Things break; that's life.

Regardless of the stakes involved or the size of an organization, one trait that's vital to the long-term health of an organization, and that consequently sets that organization apart from others, is how the people involved response to an emergency. A proper response takes preparation and periodic, pertinent hands-on training.

Time and experience have shown that systems will only break, but will break in ways that one could never previously imagine. One of the greatest lessons Google has learned is that a solution exits, even if it may not be obvious, especially to the person whose pager is screaming. If you can't think of a solution, cast your net farther. Involve more of your teammates, seek help, do whatever you have to do, but do it quickly. The highest priority is to resolve the issue at hand quickly. Oftentimes, the person with the most state is the one whose actions somehow triggered the event. Utilize that person.

Very importantly, once the emergency has been mitigated, do not forget to set aside time to clean up, write up the incident and to learn from the past. Don't repeat it.

There is no better way to lean than to document what has broken in the past. History is about learning from everyone's mistakes. Be thorough, be honest, but most of all, ask hard questions. Look for specific actions that might prevent such an outage from recurring, not just tactically, but also strategically. Ensure that everyone within the company can learn what you have learned by publishing and organizing postmortems. Once you have a solid track record for learning from past outages, see what you can do to prevent future ones.

When it comes to failures, theory and reality are two very different realms. Don't rely on assumptions or what you can't or haven't tested.

And as our systems evolve the cycle continue, which each outage or test resulting in incremental improvements to both processes and systems.

Chapter 14: Managing Incidents

Effective incident management is key to limiting the disruption caused by an incident and restoring normal business operations as quickly as possible.

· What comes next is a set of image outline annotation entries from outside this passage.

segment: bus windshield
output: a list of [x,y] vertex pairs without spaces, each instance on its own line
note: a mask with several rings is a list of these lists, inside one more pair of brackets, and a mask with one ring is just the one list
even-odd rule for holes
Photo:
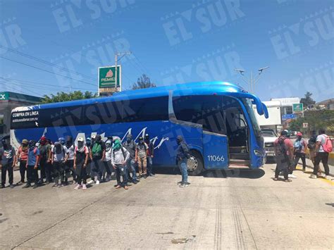
[[259,124],[257,123],[256,118],[254,113],[254,111],[252,108],[253,104],[252,102],[252,99],[249,98],[242,99],[242,103],[247,111],[248,115],[249,115],[249,118],[252,122],[252,126],[254,130],[254,132],[256,137],[261,136],[261,130]]

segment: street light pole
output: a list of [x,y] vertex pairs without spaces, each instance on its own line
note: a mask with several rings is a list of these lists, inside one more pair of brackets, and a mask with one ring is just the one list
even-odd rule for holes
[[[126,51],[126,52],[120,52],[120,53],[116,53],[115,54],[115,89],[114,89],[114,93],[117,91],[117,62],[122,59],[126,55],[130,55],[131,54],[131,51]],[[120,58],[118,59],[118,56],[120,56]]]
[[269,68],[269,66],[259,68],[258,70],[259,75],[257,75],[257,78],[253,78],[253,71],[251,71],[249,79],[247,79],[247,78],[244,77],[244,75],[244,75],[244,72],[245,72],[244,70],[240,70],[240,69],[235,68],[235,70],[237,71],[240,73],[240,75],[242,75],[242,80],[248,85],[248,89],[249,89],[249,92],[253,94],[253,92],[255,90],[255,85],[260,80],[261,74],[262,73],[262,72],[264,70],[267,69],[268,68]]

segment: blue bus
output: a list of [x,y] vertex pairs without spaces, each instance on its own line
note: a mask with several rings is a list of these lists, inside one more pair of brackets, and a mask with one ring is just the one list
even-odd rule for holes
[[19,107],[11,113],[12,144],[46,136],[53,142],[72,135],[128,134],[135,140],[149,134],[154,167],[174,167],[176,137],[188,144],[190,175],[204,170],[259,168],[264,140],[252,106],[268,117],[266,107],[240,86],[204,82],[129,90],[112,96]]

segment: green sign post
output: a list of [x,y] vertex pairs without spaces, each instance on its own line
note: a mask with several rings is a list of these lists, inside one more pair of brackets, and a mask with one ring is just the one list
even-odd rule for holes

incident commander assigns responsibilities according to need and priority
operational lead applies operational tools
communicator issues periodic updates to the incident response team and stakeholders

Best Practices:

Prioritize: stop the bleeding, restore service, and preserve the evidence for root-causing
Prepare: develop and document your incident management procedures in advance, in consultation with incident participants
Trust: give full anatomy within the assigned role to all incident participants
Introspect: pay attention to your emotional state while responding to an incident. If you start to feel panicky or overwhelmed, solicit more support
COnsider alternatives: periodically consider your options and re-evaluate whether it sill makes sense to continue what you're doing or whether you should be taking another tack in incident response
Practice: use the process routinely so it becomes second nature
CHange it around: were you incident commander last time? Take on different role this time. Encourage every team member to acquire familiarity with each role

Chapter 15: Postmortem Culture: Learning from failure

"The cost of failure is education" - Devin Carraway

Incidents and outages are inevitable given our scale and velocity of change. WHen an incident occurs, we fix the underlying issue, and services return to their normal operating conditions. Left unchecked, incidents can multiply in complexity or even cascade, overwhelming a system and its operators and ultimately impacting our users. Therefore, postmortems are an essential tool for SRE

A postmortem is a written record of an incident, its impact, the actions taken to mitigate or resolve it, the root cause(s), and the follow-up actions to prevent the incident from recurring

Example postmortem

Best practices:

Avoid blame and keep it constructive: a blamelessly written postmortem assumes that everyone involved in an incident had good intentions and did the right thing with the information they had
No postmortems left unreviewed: an unreviewed postmortem might as well never have existed
Visibly reward people for doing the right thing
Ask for feedback on postmortem effectiveness

Chapter 16: Tracking Outages

Improving reliability over time is only possible if you start from a known baseline and can track progress. Systematically learning from past problems is essential to effective service management

Chapter 17: Testing for Reliability

"If you haven't tried it, assume it's broken" - Unknown

Confidence can be measured both by past reliability and future reliability. The former is captured by analyzing data provided by monitoring historic system behavior, while the latter is quantified bymaking predictions from data about past system behavior.

Testing is the mechanism you use to demonstrate specific areas of equivalence when changes occur. Thorough testing helps us predict the future reliability of a given site with enough detail to be practically useful.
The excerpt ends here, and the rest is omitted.